[CL] Testing Bell's Inequality with Cosmic Photons: Closing the Settings-Independence Loophole

http://arxiv.org/abs/1310.3288


We propose a practical scheme to use photons from causally disconnected cosmic sources to set the detectors in an experimental test of Bell’s inequality. In current experiments, detector settings are determined by local quantum random number generators. In such experiments, only a small amount of correlation between detector settings and some local hidden variables, established less than a millisecond before each experimental run, would suffice to mimic the predictions of quantum mechanics.
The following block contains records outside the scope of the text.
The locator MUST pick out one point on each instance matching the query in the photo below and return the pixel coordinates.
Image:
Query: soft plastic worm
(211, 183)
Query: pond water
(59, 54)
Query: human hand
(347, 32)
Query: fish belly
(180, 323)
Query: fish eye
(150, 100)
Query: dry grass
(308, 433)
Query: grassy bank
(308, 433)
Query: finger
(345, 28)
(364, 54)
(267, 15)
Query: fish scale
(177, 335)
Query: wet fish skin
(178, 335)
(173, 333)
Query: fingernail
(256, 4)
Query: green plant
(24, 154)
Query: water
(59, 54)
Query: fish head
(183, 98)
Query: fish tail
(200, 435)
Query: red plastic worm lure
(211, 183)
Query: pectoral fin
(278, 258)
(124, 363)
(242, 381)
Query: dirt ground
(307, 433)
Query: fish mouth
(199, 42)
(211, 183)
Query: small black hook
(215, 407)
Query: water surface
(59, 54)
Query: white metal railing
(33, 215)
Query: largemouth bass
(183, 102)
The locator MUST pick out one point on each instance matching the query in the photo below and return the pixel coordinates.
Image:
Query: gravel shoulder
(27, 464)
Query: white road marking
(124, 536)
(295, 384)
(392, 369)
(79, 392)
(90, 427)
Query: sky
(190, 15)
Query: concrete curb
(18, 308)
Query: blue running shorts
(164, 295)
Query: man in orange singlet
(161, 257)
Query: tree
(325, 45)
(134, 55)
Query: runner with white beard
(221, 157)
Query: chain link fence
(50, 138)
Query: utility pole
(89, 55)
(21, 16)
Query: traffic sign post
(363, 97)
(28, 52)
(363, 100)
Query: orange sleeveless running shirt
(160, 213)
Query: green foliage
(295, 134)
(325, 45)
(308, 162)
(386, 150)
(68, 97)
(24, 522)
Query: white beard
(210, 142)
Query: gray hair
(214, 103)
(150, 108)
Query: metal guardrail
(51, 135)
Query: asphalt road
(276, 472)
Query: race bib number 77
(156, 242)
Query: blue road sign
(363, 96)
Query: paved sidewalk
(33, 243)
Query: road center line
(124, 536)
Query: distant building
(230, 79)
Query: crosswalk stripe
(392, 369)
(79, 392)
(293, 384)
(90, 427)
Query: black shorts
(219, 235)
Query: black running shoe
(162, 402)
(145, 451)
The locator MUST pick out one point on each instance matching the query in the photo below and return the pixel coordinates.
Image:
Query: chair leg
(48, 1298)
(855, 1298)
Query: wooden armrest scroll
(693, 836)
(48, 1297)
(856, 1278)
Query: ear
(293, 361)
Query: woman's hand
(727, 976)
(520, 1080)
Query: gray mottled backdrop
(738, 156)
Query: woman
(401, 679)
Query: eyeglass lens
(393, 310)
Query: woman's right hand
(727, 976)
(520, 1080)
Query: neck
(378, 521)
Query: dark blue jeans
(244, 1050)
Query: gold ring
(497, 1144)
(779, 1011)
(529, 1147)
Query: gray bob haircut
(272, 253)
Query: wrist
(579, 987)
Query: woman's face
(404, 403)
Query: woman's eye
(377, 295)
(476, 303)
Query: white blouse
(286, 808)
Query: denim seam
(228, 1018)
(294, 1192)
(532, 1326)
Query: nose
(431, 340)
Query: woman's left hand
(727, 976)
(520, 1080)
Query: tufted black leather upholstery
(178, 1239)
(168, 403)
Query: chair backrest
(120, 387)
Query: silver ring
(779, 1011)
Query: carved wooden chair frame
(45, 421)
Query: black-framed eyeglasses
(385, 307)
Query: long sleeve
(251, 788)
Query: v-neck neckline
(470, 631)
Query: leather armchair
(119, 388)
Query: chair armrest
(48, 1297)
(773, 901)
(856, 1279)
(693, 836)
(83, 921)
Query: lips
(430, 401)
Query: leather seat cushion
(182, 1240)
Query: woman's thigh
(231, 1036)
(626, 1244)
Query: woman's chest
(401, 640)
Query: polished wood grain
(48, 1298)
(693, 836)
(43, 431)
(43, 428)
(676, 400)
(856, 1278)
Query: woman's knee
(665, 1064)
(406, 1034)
By setting the detectors using cosmic sources instead, observed violations of Bell’s inequality in our proposed “Cosmic Bell” experiment would require any such coordination to have been in place for billions of years rather than milliseconds — an improvement of 20 orders of magnitude. Quasar pairs can be used as real-time triggers to establish detector settings using existing technology. For quasars on opposite sides of the sky with redshifts z > 3.65, there is no event after the hot big bang 13.8 billion years ago (following any period of inflation) that lies in the past light cones of both quasars. Alternatively, detector settings could be set by observing patches of the Cosmic Microwave Background (CMB, z ~ 1089). For CMB patches with angular separations > 2.3 degrees, the events determining the detector settings would have no shared causal past since the hot big bang. In the case of the CMB, noise from the receiver and atmosphere make it difficult to rule out local influences on causal grounds alone, but a specially designed balloon-based system using state-of-the-art detectors is a realistic near-term possibility.